Friday, May 20, 2005

On Tea

It is said that when Bodhidharma, the first patriarch of Zen Buddhism, arrived in China from India in the fifth century, he sat down facing a wall and meditated for nine years. During that time, he fell asleep once. When he woke up he was so angry with himself for this lapse in concentration that he tore out his eyelids and threw them to the ground. Where they landed, so the legend goes, the first tea plants grew. Ever since that time, monks have been using tea to keep their minds clear during meditation.

This story is interesting in its depiction of tea as a stimulant herb, but it is known that the origins of tea use go much farther back than the time of Bodhidharma. In fact, tea is one of those drug plants that humans have probably been foraging in the wild, then cultivating on their own, for many thousands of years. And why not? Tea tastes good, refreshes the mind, and is an important medicine in its own right.

Scientists now know that tea contains potent antioxidant chemicals known as polyphenols. A University of Kansas study shows that EGCG, one of the strongest known polyphenols, is about a hundred times more effective than vitamin C in its power to protect against the ravages of the body’s cell-damaging free radicals. The presence of EGCG and other compounds makes tea (especially green tea) an important weapon in the fight against cancer. In fact, Japanese research shows that people who drink four to six cups of green tea every day have a much lower incidence of liver, lung, breast, esophageal, pancreatic, and skin cancers, compared to people who don’t drink tea at all, or drink less. Other research shows that tea lowers the risk of stroke and heart attacks, lowers blood sugar levels, fights viral infections, and helps control allergies.

Because tea has received much publicity for its health benefits, you can buy it in the form of concentrated and caffeine-free pills and capsules. These products are fine for people who truly dislike the taste of tea or wish to avoid caffeine. But, I would ask those who place themselves in either of these categories, have you ever tried a cup of really good tea? Tea is made from the leaves of a flowering plant, Camellia sinensis. Since the best leaves are picked in the springtime before the budding of flowers, the floral essence of the bloom-to-be is captured in the leaves and stems, giving some teas a delightfully sweet, floral scent. Other teas, especially those green teas that have been steamed before drying to prevent the oxidation that would otherwise produce an oolong or a black tea, have a fresh vegetal quality to them that reminds one of an ocean breeze or cut grass in the summertime. My point is that tea drinking is as complex and enjoyable a sensory experience as is wine tasting, and if you think you don’t like tea, it just may be that you’ve never had a decent cup. So give tea a chance and treat yourself to the good stuff! Get high-quality leaf tea (avoid the finely chopped and oxidized tea that comes in tea bags) at specialty stores, or buy online at http://greentealovers.com/ or http://www.imperialtea.com/.

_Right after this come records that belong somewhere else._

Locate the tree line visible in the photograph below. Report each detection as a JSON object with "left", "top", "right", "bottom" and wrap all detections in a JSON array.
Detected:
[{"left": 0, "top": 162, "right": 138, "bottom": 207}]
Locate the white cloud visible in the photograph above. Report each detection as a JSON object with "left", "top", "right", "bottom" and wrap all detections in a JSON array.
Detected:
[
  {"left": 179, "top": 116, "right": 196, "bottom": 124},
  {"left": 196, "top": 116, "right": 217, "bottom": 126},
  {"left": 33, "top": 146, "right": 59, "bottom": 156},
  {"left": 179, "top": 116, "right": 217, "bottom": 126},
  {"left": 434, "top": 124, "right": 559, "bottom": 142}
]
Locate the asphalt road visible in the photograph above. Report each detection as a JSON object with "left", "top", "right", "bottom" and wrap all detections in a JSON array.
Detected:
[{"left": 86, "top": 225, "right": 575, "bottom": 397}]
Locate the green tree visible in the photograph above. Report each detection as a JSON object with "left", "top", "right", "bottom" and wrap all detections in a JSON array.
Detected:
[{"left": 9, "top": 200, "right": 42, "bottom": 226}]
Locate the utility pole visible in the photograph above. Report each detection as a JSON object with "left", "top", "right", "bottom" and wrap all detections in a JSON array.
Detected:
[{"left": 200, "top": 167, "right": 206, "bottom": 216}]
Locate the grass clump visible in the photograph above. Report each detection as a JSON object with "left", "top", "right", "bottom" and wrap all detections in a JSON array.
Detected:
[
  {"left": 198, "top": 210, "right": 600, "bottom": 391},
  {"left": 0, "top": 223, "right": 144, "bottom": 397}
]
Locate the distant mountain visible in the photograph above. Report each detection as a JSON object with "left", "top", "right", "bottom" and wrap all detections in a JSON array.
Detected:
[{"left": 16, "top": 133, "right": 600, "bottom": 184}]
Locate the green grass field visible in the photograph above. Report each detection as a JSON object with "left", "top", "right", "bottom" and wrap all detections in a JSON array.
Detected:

As for caffeine, tea is an altogether different beast than coffee. Or, perhaps more accurately, if coffee is a beast then tea is more like a wise friend. It is the great fallacy of modern pharmacy that the effects of a natural substance can be reduced to a single active ingredient. Unfortunately, this type of thinking has led some to believe that tea, because of its caffeine content, is an unhealthy stimulant. The reality is quite different. Coffee contains about five times more caffeine, cup for cup, than green tea, and its many volatile oils, acids, and other components make for a much rougher ride through our metabolism. Green tea does contain some caffeine, but it exists in an organic matrix of healthy substances, including chlorophyll, vitamin C, and the antioxidant polyphenols. In any case, the overall mental effect of tea is quite different from that of coffee, more the heightened awareness of a samurai warrior than the mile-a-minute mental chatter of the coffee addict.

But all this talk about health benefits, antioxidants and caffeine is almost beside the point. The true value of tea, in my opinion, is that its proper preparation and ingestion require us to pause for a few moments in our mad scramble through life. This is how you do it: you let the dry leaves fall into a favorite ceramic teapot, cover them with hot but not boiling water, put the lid on, and wait. After a couple of minutes you pour the tea, and let its sweet fragrance waft up and enter into you. The fertile earth, the monsoon rains, the blazing sun have conspired to place in your hands a bowl of jade-colored dew. You drink it with gratitude, then go about your day.